About BEC and BGC units

A Brief History
The BEC classification system was developed by V.J. Krajina and his students in the 1960’s and the 1970’s. It was adopted by the BC Ministry of Forests in 1976 and is widely used today for forest, range and wildlife management. Refinement and expansion of the classification system is ongoing and has been extended to seral ecosystems and non-forested ecosystems such as wetlands and riparian areas, grasslands, alpine tundra and parkland. Here we briefly describe some of the components as they relate to this project. For more detailed information on the BEC system see the BC Ministry of Forest BEC webpage or Meidinger, D. and J. Pojar. 1991. Ecosystems of British Columbia. BC Ministry of Forests, Victoria, BC. 330pp.

BGC Zones
BEC is a hierarchal classification system that uses climax vegetation communities to infer the combined ecological effects of climate and soil. At the highest level, the regional level, the province is divided into 14 biogeoclimatic zones. These zones are large geographic areas with relatively uniform climate, i.e. similar regional or macroclimate. Zones are usually named after one, two or three of the dominant climax species. The names can also include another general distinguishing feature of the area such as geographic location (interior, coastal,) or climate (subboreal, boreal, montane). The names can be written in full or abbreviated: Coastal Western Hemlock Zone or CWH zone.

Subzones and variants
Zones are further divided into climatically distinct subzones. Subzones are named first with a descriptor of relative precipitation (moisture) and then either relative temperature or continentality. For example, subzones in the CWH zone range from very dry maritime (CWHxm) to very wet hypermaritime (CWHvh). Subzones that have considerable variation in climate are further divided into variants. Variants are areas which are slightly drier, wetter, snowier, warmer, or colder than typical but with a vegetation community that is not different enough to be considered unique or distinct subzones. Numbers are used to identify variants, e.g. CWHvh1 or CWHvh2.

The climate class modifiers applied when naming subzones are relative. In most cases they are inferred from the vegetation communities and not derived from actual weather station data. With the availability of new climate data in GIS format covering the entire province (elevation adjusted PRISM data) we have further quantified the climatic differences between subzones/variants.

The variety of growing sites that occur in each subzone or variant are described using site classification. Site classification describes the pattern of ecosystems across the landscape as it relates to specific site conditions (soil moisture and nutrients).

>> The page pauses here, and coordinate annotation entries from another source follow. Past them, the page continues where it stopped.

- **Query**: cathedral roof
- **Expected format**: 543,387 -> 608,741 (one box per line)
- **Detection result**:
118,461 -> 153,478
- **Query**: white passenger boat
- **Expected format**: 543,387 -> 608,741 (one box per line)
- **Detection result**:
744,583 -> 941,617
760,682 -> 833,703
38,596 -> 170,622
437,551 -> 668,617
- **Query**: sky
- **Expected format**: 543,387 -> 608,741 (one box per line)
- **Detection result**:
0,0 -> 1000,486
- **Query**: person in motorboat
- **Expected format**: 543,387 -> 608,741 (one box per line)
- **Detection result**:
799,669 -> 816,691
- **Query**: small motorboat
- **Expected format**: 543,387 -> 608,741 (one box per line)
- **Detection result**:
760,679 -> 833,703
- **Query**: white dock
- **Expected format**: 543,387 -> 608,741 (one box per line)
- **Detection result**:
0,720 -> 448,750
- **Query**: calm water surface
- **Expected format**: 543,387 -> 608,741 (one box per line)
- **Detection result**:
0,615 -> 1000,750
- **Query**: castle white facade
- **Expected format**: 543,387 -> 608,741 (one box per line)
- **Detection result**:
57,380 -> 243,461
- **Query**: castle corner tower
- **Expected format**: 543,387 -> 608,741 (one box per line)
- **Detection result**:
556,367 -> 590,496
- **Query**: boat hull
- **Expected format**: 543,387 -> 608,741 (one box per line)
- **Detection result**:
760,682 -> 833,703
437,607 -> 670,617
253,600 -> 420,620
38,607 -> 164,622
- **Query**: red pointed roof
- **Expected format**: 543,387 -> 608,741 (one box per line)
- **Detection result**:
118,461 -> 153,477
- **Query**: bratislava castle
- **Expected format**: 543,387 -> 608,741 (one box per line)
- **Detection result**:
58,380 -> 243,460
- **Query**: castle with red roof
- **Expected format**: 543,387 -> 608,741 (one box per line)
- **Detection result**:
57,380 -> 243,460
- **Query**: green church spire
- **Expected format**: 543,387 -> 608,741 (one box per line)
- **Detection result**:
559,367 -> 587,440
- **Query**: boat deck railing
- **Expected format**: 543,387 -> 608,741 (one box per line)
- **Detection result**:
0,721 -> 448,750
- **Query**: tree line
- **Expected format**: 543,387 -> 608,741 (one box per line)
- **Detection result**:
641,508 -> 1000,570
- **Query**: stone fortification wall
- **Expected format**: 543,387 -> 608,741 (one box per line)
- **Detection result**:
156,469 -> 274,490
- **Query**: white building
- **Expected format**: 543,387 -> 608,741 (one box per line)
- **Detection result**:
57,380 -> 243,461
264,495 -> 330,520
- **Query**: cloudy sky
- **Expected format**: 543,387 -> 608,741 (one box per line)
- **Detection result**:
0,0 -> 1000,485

For the purpose of cataloguing in-situ conservation of genetic resources of forest trees we perform most of the analysis at the zone or subzone/variant level and do not use finer levels of classification. Generally, species only show broad patterns of adaptation to macro-climatic conditions (zone level of the BEC system). However, if a tree species exhibits a disjunct distribution or other spatial patterns restricting geneflow, genetic differentiation may be observed at the subzone/variant level.

Subzone/variant groups
In some cases we use a simplified BEC system as a framework, where some small variants and subzones are grouped if they are geographically adjacent, similar in species composition, and similar in climatic conditions. Major genetic differentiation within these combined landscape units would not be expected for any tree species. This simplified system is used when evaluating (1) the protection status of tree species, (2) land use patterns, (3) potential impact of climate change, and (4) policy recommendations for landscape units. Subzones and variants were not combined when calculating species composition statistics.